Ollama v0.30.0 shifts to native llama.cpp & GGUF support
Ollama’s biggest refactor yet: direct llama.cpp compatibility and MLX acceleration for Apple Silicon.
Ollama v0.30.0 pre-release marks a major architectural overhaul: the popular local LLM runner now directly integrates with llama.cpp rather than relying on the older GGML stack. This change brings native support for the widely-used GGUF file format, simplifying model loading and expanding compatibility with community models. Additionally, MLX is now used to accelerate inference on Apple Silicon Macs, promising better performance for on-device AI. The team is actively seeking feedback on performance improvements or regressions, new errors or crashes, and memory utilization changes.

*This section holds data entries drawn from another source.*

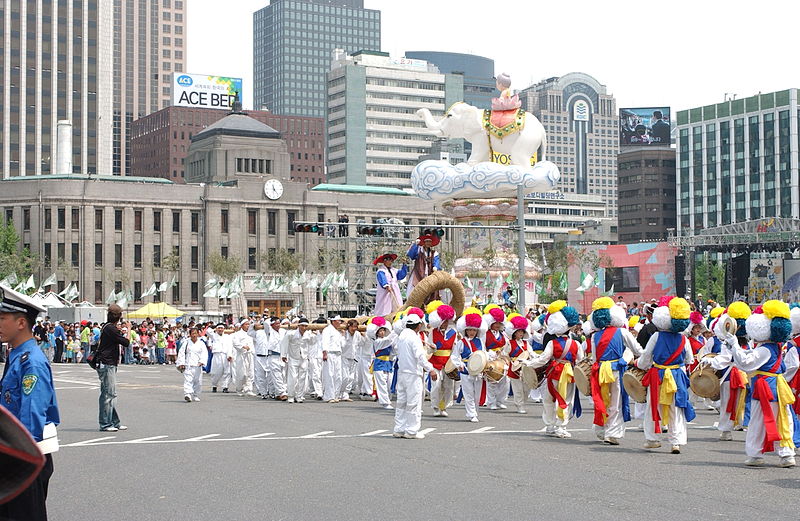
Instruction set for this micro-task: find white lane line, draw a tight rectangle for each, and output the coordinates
[126,435,167,443]
[359,429,388,436]
[61,436,116,447]
[181,434,219,441]
[299,431,334,440]
[234,432,275,440]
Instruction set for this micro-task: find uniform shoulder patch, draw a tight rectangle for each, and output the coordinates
[22,374,39,394]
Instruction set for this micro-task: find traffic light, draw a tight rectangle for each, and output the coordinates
[356,224,383,237]
[294,224,319,233]
[422,228,444,237]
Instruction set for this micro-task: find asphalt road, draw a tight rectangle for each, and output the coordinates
[18,365,800,521]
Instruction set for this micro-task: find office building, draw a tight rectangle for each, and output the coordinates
[112,0,187,175]
[0,114,444,316]
[253,0,381,118]
[406,51,500,109]
[131,106,325,185]
[0,0,114,179]
[520,72,619,217]
[0,0,186,178]
[677,89,800,236]
[617,147,677,243]
[326,49,464,189]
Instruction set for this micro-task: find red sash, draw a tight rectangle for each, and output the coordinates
[753,352,783,454]
[586,327,621,427]
[642,337,686,433]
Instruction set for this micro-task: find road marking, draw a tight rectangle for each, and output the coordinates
[126,435,167,443]
[61,436,116,447]
[300,431,333,440]
[359,429,388,436]
[181,434,219,441]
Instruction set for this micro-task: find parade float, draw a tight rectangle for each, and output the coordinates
[409,74,560,302]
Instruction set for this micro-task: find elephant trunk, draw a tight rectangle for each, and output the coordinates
[417,109,444,134]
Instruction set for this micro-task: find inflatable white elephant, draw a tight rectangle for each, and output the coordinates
[417,102,547,169]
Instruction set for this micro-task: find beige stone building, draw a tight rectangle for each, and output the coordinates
[0,114,450,315]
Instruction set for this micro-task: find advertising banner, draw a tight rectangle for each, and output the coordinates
[172,74,242,110]
[619,107,672,146]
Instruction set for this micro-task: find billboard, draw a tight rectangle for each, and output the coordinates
[619,107,672,146]
[172,74,242,109]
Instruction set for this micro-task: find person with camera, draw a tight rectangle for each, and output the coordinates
[90,304,130,432]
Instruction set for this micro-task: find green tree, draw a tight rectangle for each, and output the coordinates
[694,259,725,302]
[208,253,242,280]
[0,221,41,280]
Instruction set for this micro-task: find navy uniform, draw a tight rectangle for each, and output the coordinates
[0,287,60,521]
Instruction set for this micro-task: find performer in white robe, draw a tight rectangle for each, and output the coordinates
[406,235,441,300]
[372,253,411,316]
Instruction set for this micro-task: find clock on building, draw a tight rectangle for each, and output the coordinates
[264,179,283,201]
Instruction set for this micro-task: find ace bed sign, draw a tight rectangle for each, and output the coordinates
[172,74,242,109]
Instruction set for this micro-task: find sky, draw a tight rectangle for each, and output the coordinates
[187,0,800,117]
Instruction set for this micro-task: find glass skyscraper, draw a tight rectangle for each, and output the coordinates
[677,89,800,235]
[253,0,381,118]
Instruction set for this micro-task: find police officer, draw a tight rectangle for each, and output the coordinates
[0,286,60,521]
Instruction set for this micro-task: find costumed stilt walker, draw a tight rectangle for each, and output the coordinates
[367,316,397,409]
[528,300,583,438]
[372,253,404,316]
[700,302,752,441]
[425,300,460,416]
[724,300,796,467]
[585,297,642,445]
[636,297,695,454]
[406,234,441,298]
[505,313,531,414]
[483,304,509,411]
[450,308,488,423]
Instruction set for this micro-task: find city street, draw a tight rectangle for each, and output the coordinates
[40,365,800,521]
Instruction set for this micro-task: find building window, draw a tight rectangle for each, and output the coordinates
[247,210,258,235]
[219,210,228,233]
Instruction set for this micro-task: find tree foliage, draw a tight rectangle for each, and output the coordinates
[0,217,41,279]
[208,253,242,280]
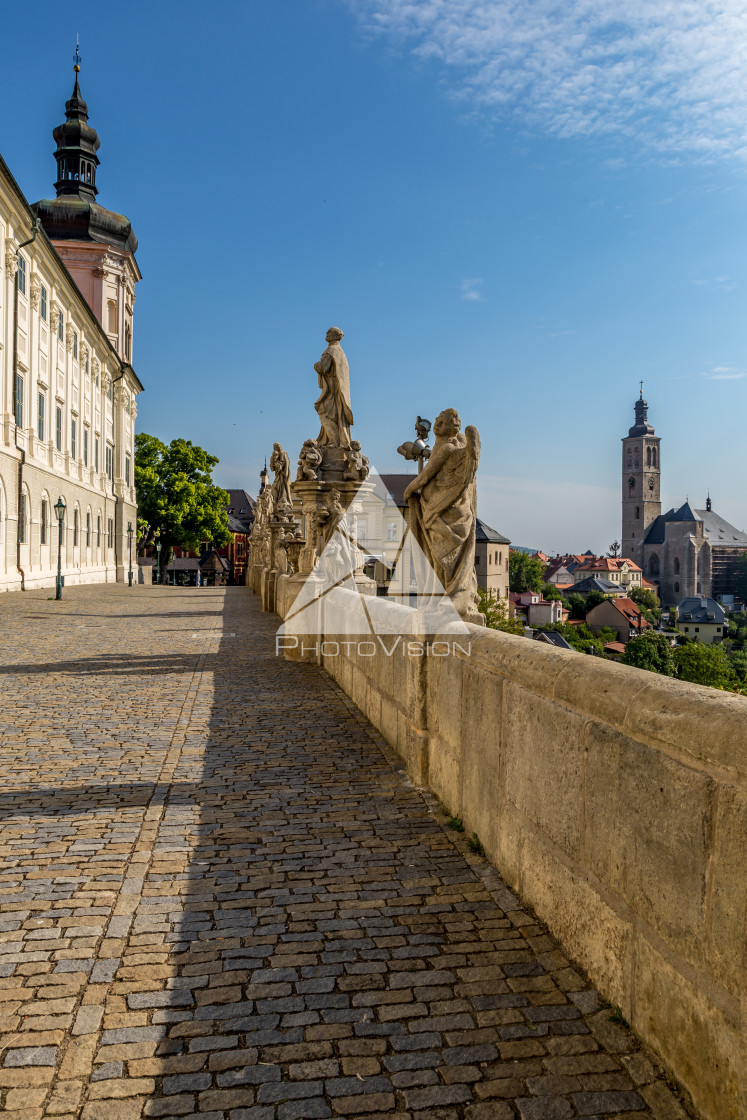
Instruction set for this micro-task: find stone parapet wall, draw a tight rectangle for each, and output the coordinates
[278,576,747,1120]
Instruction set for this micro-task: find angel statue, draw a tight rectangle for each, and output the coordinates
[314,327,353,448]
[404,409,484,625]
[270,444,292,510]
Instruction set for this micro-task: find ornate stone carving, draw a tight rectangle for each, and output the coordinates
[404,409,484,625]
[270,444,292,508]
[314,327,353,448]
[343,439,370,483]
[6,247,18,280]
[296,439,321,483]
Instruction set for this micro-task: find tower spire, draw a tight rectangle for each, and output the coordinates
[53,39,101,202]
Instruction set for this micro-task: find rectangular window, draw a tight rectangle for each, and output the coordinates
[13,373,24,428]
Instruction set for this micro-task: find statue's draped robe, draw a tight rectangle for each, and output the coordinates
[314,342,353,448]
[270,448,293,510]
[409,428,479,609]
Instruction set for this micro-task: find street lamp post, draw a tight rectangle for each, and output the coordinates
[53,497,67,599]
[127,521,133,587]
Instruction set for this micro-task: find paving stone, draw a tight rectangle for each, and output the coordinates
[3,1046,57,1067]
[0,585,682,1120]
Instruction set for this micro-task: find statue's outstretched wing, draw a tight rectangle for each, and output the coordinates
[465,424,479,470]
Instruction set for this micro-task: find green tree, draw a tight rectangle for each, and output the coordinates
[134,432,231,576]
[508,549,544,592]
[734,552,747,603]
[674,642,739,691]
[477,587,524,634]
[542,584,562,603]
[566,591,587,620]
[623,631,674,676]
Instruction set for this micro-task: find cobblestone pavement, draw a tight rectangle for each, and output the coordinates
[0,586,685,1120]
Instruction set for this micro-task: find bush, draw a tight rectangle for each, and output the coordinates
[623,631,675,676]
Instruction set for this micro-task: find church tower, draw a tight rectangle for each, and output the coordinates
[622,392,662,568]
[31,50,140,365]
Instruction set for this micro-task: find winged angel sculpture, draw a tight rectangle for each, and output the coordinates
[404,409,484,625]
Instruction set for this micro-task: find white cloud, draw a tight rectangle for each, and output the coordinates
[460,279,485,304]
[348,0,747,159]
[703,365,747,381]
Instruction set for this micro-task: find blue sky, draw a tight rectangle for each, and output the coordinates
[5,0,747,551]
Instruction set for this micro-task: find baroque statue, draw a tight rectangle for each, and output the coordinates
[314,327,353,448]
[270,444,292,510]
[404,409,484,625]
[343,439,370,483]
[296,439,321,483]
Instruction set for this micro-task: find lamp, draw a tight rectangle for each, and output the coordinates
[127,521,134,587]
[52,497,67,599]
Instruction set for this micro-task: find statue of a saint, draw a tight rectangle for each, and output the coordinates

Known issues include lack of support for laguna-xs.2 and llama3.2-vision in this pre-release. Installation instructions are provided for Mac/Linux (curl) and Windows (PowerShell). With 171k GitHub stars and an active community, this update signals Ollama’s commitment to staying current with the fast-evolving open-source LLM ecosystem. Users upgrading from earlier versions should expect a different underlying engine, which may require retesting workflows.
- Architecture shift from GGML to direct llama.cpp integration
- Native GGUF file format compatibility for broader model support
- MLX acceleration for Apple Silicon (M-series) inference
- Pre-release status with known limitations: laguna-xs.2 and llama3.2-vision unsupported
Why It Matters
Simplifies model compatibility and improves performance on Macs, critical for local AI tooling adoption.